Young midwestern farmers want to grow sustainable food – but they need help
Written by Adrian White
On a recent chilly afternoon, Natasha Hegmann, 28, and her husband, Pete Kerns, 27, tended the fire of a giant copper boiler holding some 250 gallons of maple sap. The sap had flowed into the boiler overnight through a series of pipes from nearby trees. Turning the gooey sap into syrup will take days.
A native Iowan, Hegmann worked at a number of local community farms before her and Kerns set up their own, Turkey River Farms, in 2015 to grow vegetables in warmer months and harvest maple sap during the winter. The couple thought about farming in other states but ultimately decided to stay in Iowa because of the support given by Practical Farmers of Iowa (PFI), a 32-year-old nonprofit that aims to attract new and young farmers to the field and teach them to grow food organically. The group offers workshops and a program that gives funds to match the money saved by new farmers over a period of time.
“PFI has been huge for us,” Hegmann says. “It’s actually part of the reason that we chose to settle and start our farm in Iowa.”
For decades, the midwest has boasted the highest concentration of farms in the US, and is also a crucial agricultural region, both for local food production and food that is exported.
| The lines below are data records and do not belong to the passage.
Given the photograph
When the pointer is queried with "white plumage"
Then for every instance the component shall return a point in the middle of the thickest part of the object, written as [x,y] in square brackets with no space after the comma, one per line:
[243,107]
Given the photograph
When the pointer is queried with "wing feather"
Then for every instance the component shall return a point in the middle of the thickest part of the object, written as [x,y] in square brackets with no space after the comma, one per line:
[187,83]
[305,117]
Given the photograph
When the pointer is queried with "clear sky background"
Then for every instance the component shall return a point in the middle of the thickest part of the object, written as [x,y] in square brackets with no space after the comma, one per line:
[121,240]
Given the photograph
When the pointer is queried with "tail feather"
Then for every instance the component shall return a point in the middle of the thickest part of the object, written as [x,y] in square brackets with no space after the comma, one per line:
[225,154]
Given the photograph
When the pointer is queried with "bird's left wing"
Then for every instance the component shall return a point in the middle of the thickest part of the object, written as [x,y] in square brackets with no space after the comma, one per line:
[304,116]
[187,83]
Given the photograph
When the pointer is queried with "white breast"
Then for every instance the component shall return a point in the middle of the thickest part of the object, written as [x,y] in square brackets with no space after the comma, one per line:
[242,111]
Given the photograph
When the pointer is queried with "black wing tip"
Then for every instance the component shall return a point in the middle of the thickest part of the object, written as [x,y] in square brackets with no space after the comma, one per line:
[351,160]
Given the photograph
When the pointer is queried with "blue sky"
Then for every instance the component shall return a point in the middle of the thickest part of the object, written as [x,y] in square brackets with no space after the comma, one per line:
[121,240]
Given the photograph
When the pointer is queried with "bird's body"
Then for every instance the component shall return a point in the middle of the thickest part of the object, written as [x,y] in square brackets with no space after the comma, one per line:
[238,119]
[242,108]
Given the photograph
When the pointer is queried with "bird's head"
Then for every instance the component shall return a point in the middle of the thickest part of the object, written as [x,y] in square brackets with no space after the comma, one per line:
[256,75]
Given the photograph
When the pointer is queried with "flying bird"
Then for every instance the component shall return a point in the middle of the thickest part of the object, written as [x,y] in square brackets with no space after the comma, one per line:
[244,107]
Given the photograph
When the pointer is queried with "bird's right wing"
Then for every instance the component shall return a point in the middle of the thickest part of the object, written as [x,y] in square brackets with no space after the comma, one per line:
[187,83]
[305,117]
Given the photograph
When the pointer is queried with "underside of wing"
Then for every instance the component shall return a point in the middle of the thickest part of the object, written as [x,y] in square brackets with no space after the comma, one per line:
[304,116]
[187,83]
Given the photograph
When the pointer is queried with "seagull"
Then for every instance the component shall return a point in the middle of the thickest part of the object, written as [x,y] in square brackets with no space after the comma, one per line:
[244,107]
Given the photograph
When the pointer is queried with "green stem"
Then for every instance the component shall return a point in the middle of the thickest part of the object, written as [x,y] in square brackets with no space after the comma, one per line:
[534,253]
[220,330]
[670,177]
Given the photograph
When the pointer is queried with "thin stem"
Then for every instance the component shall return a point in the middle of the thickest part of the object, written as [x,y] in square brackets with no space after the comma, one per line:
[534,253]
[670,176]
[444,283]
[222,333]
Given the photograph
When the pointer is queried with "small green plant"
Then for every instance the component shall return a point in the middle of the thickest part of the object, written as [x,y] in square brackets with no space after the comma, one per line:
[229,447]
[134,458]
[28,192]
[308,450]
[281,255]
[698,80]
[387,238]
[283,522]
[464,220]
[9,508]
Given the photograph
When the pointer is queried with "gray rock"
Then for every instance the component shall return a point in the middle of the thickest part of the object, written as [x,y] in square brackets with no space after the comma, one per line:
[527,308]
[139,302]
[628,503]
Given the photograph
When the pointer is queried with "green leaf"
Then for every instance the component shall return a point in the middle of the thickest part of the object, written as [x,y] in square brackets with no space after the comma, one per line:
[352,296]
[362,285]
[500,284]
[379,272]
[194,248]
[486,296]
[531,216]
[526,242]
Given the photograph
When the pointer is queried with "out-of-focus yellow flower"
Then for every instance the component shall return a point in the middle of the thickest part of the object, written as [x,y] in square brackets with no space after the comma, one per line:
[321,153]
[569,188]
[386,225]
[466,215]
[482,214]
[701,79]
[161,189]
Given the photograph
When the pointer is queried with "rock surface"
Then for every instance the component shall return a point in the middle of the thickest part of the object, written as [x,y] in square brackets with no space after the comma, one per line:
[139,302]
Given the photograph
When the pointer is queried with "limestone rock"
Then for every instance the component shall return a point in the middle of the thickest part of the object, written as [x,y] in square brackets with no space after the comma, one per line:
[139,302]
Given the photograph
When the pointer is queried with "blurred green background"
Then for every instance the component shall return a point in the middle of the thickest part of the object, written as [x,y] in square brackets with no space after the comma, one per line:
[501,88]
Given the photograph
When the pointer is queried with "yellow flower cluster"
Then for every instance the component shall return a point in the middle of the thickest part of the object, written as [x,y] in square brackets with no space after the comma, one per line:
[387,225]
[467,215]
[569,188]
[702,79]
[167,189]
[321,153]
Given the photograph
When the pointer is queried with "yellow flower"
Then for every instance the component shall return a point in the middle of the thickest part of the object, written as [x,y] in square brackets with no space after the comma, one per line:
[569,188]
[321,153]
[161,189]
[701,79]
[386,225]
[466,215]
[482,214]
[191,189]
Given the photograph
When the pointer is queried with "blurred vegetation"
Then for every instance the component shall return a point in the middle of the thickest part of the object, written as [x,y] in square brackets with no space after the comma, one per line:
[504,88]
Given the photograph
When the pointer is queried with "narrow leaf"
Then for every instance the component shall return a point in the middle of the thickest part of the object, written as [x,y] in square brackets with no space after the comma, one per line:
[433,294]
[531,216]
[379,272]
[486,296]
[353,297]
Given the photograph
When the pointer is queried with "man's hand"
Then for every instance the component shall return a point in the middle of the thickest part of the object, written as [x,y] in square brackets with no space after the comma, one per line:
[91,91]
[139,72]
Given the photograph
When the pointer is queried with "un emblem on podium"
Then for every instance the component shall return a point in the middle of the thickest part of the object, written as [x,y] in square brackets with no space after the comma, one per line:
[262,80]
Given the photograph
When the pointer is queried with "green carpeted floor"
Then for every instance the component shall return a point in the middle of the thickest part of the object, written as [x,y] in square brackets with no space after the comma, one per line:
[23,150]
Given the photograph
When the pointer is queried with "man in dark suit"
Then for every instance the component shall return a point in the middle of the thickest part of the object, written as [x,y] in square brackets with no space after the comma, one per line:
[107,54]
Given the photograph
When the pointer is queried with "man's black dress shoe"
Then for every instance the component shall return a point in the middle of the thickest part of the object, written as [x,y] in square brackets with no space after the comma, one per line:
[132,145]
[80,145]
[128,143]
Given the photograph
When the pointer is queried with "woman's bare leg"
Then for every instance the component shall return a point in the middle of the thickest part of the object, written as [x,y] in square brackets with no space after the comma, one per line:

Today, midwestern states, particularly Iowa, are the second leading producers of crops and livestock behind California, according to the US Department of Agriculture (USDA) census. This says a lot about the midwest’s potential for being the next sustainable food production hub in the US.
But here’s the trouble: statistically, young people just aren’t that into farming. In the most recent USDA agricultural census, new farmer numbers dropped by around 20% between 2007-2012, with the majority of farmers falling somewhere between the ages of 55-64, consistent with a 30-year trend. The culprits of this trend: a diminishing ability to subsist on farming income, an increase in debt needed to farm and general rural poverty.
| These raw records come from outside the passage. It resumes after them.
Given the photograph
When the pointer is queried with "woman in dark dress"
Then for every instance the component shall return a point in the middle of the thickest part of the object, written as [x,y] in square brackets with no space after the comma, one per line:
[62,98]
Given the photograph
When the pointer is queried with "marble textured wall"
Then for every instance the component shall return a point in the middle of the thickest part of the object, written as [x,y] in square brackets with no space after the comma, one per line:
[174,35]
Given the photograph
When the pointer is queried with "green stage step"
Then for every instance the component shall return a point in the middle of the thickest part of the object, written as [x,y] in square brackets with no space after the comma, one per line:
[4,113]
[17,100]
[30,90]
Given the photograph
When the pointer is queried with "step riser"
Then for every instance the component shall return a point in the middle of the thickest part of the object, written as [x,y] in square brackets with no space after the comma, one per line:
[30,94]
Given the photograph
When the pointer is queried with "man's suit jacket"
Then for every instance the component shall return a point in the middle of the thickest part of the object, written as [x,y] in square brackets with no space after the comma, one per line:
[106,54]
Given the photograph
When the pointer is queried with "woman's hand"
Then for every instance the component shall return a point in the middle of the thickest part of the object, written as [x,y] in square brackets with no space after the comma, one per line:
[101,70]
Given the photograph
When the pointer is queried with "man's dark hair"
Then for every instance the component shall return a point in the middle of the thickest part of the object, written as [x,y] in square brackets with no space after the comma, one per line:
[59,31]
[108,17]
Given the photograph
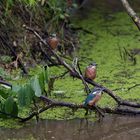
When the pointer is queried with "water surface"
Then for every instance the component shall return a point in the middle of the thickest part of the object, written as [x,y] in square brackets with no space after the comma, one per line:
[110,128]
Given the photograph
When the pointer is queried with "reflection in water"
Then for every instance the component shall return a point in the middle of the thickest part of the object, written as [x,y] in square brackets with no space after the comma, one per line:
[110,128]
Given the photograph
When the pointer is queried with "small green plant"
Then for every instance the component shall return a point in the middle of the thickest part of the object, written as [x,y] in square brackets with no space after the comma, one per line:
[11,100]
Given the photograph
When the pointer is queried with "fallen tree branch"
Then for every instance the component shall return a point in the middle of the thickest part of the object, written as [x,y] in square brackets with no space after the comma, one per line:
[52,103]
[136,85]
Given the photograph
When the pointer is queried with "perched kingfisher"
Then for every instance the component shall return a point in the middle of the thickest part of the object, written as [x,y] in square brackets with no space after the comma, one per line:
[90,71]
[94,96]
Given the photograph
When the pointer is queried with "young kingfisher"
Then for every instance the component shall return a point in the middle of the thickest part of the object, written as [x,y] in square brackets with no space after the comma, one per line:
[90,71]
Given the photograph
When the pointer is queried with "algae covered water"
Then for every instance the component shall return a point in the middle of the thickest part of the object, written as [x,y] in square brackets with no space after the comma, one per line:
[110,128]
[113,37]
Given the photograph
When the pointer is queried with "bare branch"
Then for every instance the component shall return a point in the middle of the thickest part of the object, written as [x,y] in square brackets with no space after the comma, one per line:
[131,13]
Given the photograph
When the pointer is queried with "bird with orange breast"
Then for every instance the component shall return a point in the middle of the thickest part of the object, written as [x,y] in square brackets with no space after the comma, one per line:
[90,71]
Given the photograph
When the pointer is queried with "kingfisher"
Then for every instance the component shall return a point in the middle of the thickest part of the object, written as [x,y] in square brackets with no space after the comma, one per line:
[94,96]
[90,71]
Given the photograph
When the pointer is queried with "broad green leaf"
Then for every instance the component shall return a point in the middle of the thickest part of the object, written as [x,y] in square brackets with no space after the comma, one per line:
[9,105]
[22,96]
[42,81]
[29,94]
[46,74]
[15,109]
[36,86]
[3,94]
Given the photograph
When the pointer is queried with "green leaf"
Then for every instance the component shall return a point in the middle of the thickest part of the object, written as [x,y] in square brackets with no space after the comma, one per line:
[42,81]
[15,109]
[9,105]
[29,94]
[36,86]
[46,74]
[16,88]
[22,96]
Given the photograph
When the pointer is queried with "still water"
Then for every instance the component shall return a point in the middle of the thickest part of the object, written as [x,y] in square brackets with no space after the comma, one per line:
[109,128]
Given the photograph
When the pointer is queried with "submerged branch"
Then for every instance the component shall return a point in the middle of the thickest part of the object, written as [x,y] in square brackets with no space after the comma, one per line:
[52,103]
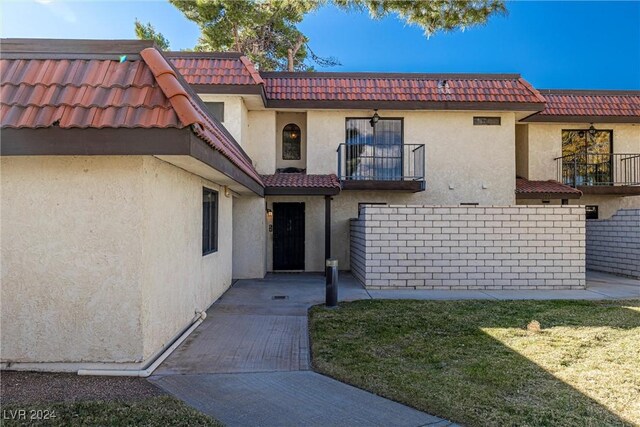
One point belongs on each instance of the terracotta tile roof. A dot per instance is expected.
(215, 68)
(300, 180)
(526, 187)
(595, 104)
(399, 87)
(143, 92)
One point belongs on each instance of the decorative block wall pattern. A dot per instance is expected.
(613, 245)
(469, 247)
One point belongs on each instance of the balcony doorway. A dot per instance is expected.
(374, 149)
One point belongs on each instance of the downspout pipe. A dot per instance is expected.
(144, 373)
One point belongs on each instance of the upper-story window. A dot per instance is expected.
(291, 139)
(216, 109)
(374, 148)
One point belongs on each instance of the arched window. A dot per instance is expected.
(291, 142)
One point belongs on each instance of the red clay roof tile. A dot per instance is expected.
(300, 180)
(399, 87)
(214, 68)
(143, 92)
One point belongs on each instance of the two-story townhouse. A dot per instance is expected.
(328, 142)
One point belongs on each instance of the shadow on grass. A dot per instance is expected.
(465, 360)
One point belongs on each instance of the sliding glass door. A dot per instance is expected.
(374, 149)
(587, 157)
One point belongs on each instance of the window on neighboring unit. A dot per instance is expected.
(291, 139)
(374, 149)
(216, 109)
(209, 221)
(591, 212)
(486, 121)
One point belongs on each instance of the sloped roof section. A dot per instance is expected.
(99, 90)
(215, 68)
(545, 189)
(589, 106)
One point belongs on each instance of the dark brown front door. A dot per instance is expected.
(288, 236)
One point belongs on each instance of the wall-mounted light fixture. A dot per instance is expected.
(375, 118)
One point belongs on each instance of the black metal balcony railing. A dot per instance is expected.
(378, 162)
(586, 169)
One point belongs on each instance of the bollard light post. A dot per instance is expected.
(332, 282)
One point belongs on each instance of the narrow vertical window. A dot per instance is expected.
(209, 221)
(291, 142)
Young people are leaving the midwest faster than anywhere else. “Farming is also not on the typical list of ‘hot’ careers for twenty-somethings, and the barriers to entry can seem daunting,” says Gary Adamkiewicz, assistant professor of Environmental Health and Exposure Disparities at Harvard University.
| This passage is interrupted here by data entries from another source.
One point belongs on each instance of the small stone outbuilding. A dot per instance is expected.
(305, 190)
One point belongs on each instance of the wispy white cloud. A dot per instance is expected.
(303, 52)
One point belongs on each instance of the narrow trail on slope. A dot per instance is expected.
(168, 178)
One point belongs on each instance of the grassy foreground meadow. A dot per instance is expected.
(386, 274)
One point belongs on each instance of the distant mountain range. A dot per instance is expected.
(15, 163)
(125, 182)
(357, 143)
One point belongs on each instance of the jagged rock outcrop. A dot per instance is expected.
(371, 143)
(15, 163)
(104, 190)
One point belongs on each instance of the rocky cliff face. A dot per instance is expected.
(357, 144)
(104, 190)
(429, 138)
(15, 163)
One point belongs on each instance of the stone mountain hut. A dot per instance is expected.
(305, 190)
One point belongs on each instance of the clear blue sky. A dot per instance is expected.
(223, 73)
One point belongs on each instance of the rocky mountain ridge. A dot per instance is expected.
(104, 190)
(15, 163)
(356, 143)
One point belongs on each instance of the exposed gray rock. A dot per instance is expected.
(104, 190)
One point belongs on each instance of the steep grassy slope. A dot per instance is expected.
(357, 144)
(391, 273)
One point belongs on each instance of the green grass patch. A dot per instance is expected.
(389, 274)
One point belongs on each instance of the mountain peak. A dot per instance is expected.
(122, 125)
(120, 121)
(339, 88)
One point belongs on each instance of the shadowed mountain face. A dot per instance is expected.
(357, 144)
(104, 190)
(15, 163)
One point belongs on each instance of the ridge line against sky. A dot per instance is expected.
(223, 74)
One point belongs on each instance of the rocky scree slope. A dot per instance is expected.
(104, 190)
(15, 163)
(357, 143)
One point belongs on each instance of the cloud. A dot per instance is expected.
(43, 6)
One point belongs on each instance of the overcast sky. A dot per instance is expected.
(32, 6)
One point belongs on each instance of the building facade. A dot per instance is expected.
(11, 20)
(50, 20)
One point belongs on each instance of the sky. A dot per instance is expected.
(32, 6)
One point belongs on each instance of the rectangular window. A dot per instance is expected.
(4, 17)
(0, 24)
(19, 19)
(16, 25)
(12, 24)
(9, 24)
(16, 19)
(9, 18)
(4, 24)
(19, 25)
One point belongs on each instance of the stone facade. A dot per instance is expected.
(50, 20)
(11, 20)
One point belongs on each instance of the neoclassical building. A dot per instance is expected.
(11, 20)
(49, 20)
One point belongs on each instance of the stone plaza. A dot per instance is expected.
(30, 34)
One of the biggest roadblocks for beginning farmers is land access. Land costs continue to climb and, despite the enormous land transference to come as older farmers retire – 70% of the nation’s farmland over the next two decades – most of it may not end up in the hands of willing young farmers but in the hands of property developers.
For farmers just cutting into the market, starting small, and wanting to grow sustainably, the odds are not great. Large farms have the scale, money and freedom to use synthetic pesticides and fertilizers to maximize yields. Organic farming, on the other hand, can be more profitable but takes more land to grow the same amount of food as conventional farming. Farmers are limited in the types of chemicals they can use to get rid of pests and nurture crops, and organic certification is long and expensive. The USDA requires farmers to demonstrate organic practices for three years before they can be certified – but farmers are not allowed to increase the prices of their products during this time to be on par with other organic produce.